Sécurité à Kinshasa | Félix Tshisekedi ordonne une riposte contre la résurgence des enlèvements et attaques nocturnes

Rassemblé le 13 mars 2026 à la Cité de l’Union africaine à Kinshasa pour la 82ᵉ réunion du Conseil des ministres, le gouvernement a également examiné la situation sécuritaire dans la capitale. La séance, présidée par Félix Antoine Tshisekedi Tshilombo, a fait l’objet d’un compte rendu présenté par le porte-parole du gouvernement.
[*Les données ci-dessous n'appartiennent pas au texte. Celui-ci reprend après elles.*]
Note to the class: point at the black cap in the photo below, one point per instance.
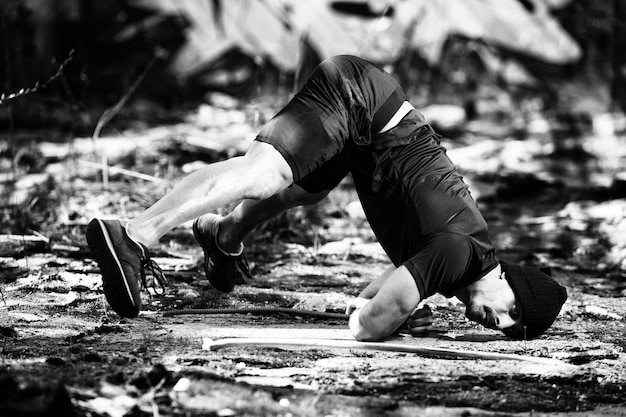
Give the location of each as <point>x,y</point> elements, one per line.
<point>539,296</point>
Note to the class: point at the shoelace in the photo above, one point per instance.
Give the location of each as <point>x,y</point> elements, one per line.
<point>244,266</point>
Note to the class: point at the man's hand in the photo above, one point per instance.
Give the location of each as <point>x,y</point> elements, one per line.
<point>420,321</point>
<point>355,304</point>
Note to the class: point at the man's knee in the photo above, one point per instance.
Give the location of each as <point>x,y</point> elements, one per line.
<point>267,172</point>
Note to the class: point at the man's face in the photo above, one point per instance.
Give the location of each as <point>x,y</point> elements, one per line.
<point>492,303</point>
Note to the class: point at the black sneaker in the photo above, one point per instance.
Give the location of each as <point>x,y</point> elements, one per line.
<point>122,262</point>
<point>222,270</point>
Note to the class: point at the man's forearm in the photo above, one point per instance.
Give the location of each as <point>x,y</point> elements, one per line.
<point>371,323</point>
<point>372,289</point>
<point>394,301</point>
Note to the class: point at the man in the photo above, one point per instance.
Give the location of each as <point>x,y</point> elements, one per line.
<point>350,116</point>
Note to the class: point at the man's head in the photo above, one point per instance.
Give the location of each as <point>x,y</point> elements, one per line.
<point>539,296</point>
<point>520,301</point>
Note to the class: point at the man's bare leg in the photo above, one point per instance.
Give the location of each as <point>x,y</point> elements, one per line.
<point>251,213</point>
<point>259,174</point>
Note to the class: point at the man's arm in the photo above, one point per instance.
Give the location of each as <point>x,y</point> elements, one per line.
<point>391,305</point>
<point>372,289</point>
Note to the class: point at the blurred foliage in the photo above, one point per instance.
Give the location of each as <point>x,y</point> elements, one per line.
<point>34,39</point>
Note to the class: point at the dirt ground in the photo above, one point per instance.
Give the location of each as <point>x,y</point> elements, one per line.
<point>64,351</point>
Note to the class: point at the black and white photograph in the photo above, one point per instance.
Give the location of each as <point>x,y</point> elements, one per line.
<point>302,208</point>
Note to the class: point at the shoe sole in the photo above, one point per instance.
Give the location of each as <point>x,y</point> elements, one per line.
<point>111,267</point>
<point>205,249</point>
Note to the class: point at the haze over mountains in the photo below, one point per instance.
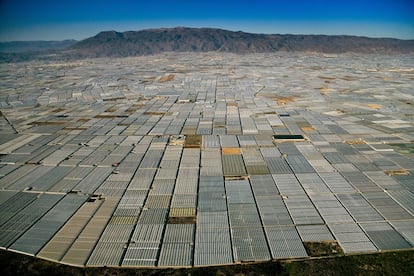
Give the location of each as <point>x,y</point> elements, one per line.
<point>181,39</point>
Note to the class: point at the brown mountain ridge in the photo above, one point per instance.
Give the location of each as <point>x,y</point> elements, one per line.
<point>153,41</point>
<point>182,39</point>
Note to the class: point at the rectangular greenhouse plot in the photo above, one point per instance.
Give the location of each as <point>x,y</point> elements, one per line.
<point>60,243</point>
<point>25,218</point>
<point>141,254</point>
<point>351,238</point>
<point>82,247</point>
<point>44,229</point>
<point>387,207</point>
<point>284,242</point>
<point>193,141</point>
<point>107,253</point>
<point>404,198</point>
<point>384,236</point>
<point>315,233</point>
<point>406,229</point>
<point>14,204</point>
<point>359,208</point>
<point>280,138</point>
<point>249,244</point>
<point>212,247</point>
<point>233,166</point>
<point>178,245</point>
<point>259,169</point>
<point>273,211</point>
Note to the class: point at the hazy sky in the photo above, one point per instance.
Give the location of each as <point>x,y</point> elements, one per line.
<point>79,19</point>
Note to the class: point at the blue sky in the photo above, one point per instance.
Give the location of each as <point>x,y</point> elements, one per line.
<point>79,19</point>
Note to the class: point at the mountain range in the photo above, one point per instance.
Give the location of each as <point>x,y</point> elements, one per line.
<point>153,41</point>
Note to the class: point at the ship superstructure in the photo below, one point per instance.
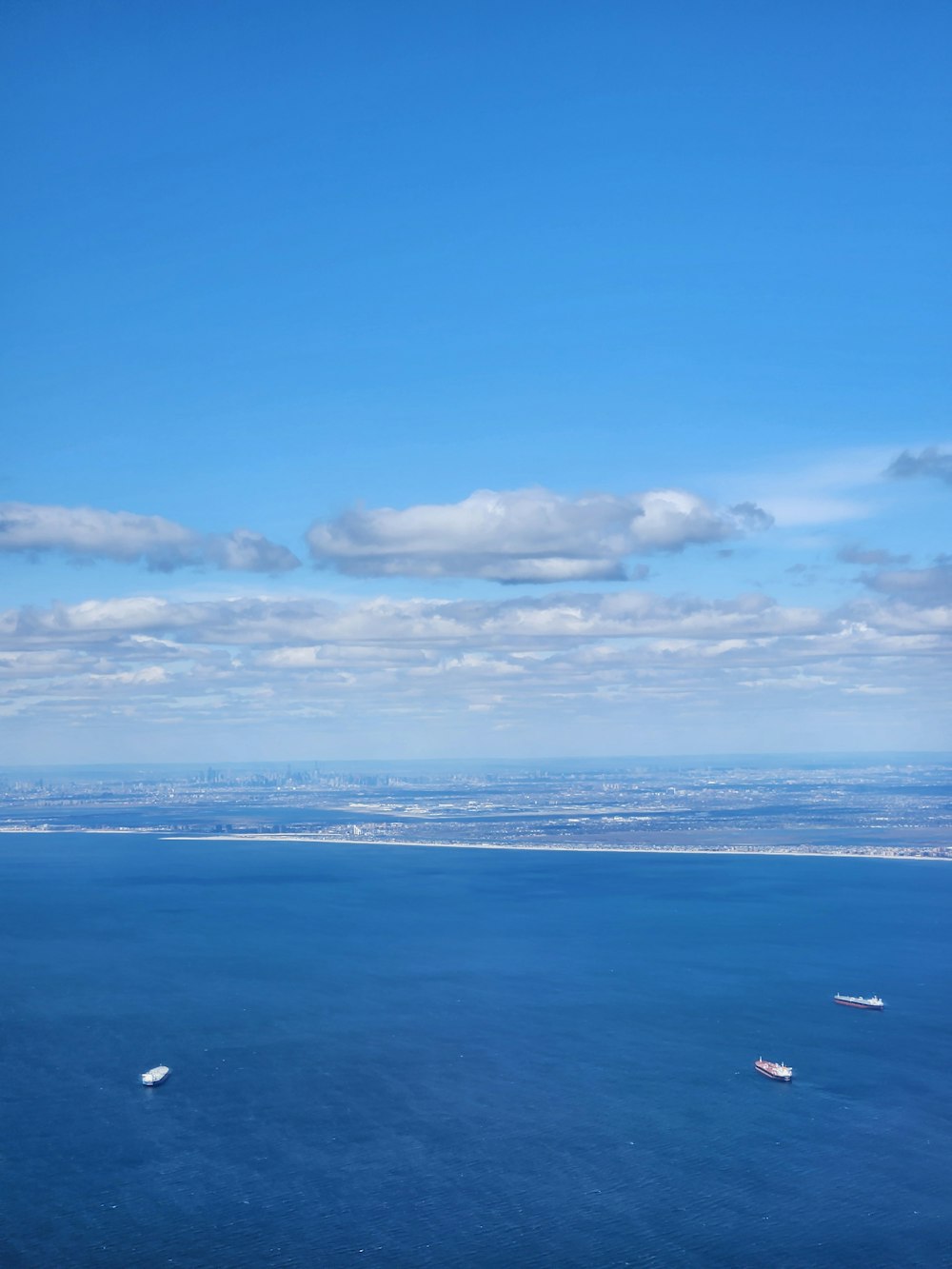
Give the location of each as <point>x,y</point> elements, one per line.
<point>859,1001</point>
<point>775,1070</point>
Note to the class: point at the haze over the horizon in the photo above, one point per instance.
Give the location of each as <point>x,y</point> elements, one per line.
<point>421,381</point>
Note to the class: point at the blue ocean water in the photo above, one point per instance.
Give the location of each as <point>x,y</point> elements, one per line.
<point>437,1058</point>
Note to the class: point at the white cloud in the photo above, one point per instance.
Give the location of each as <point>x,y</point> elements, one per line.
<point>525,536</point>
<point>555,664</point>
<point>91,533</point>
<point>931,461</point>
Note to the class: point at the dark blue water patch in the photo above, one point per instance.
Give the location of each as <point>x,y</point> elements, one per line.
<point>457,1058</point>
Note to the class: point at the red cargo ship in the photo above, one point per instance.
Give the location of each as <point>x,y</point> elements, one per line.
<point>775,1070</point>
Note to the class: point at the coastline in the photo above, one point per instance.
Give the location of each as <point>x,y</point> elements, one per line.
<point>281,838</point>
Le dernier point de la communication du chef de l’État a porté sur la résurgence des enlèvements et des attaques nocturnes dans la ville de Kinshasa. Le président de la République a indiqué avoir été saisi de nombreuses préoccupations de la population faisant état d’une recrudescence inquiétante de ces actes criminels.

Selon les informations portées à sa connaissance, plusieurs cas d’enlèvements ont été signalés ces dernières semaines, auxquels s’ajoutent des attaques nocturnes perpétrées par des bandits armés dans certaines résidences. Ces agissements alimentent un climat de peur et d’insécurité parmi les habitants.

Au-delà de la détresse des familles directement touchées, ces actes contribuent à installer un climat de psychose au sein de la population, fragilisent le sentiment de sécurité collective, perturbent les activités économiques et sociales et portent atteinte à l’autorité de l’État ainsi qu’à la confiance des citoyens dans les institutions chargées de leur protection.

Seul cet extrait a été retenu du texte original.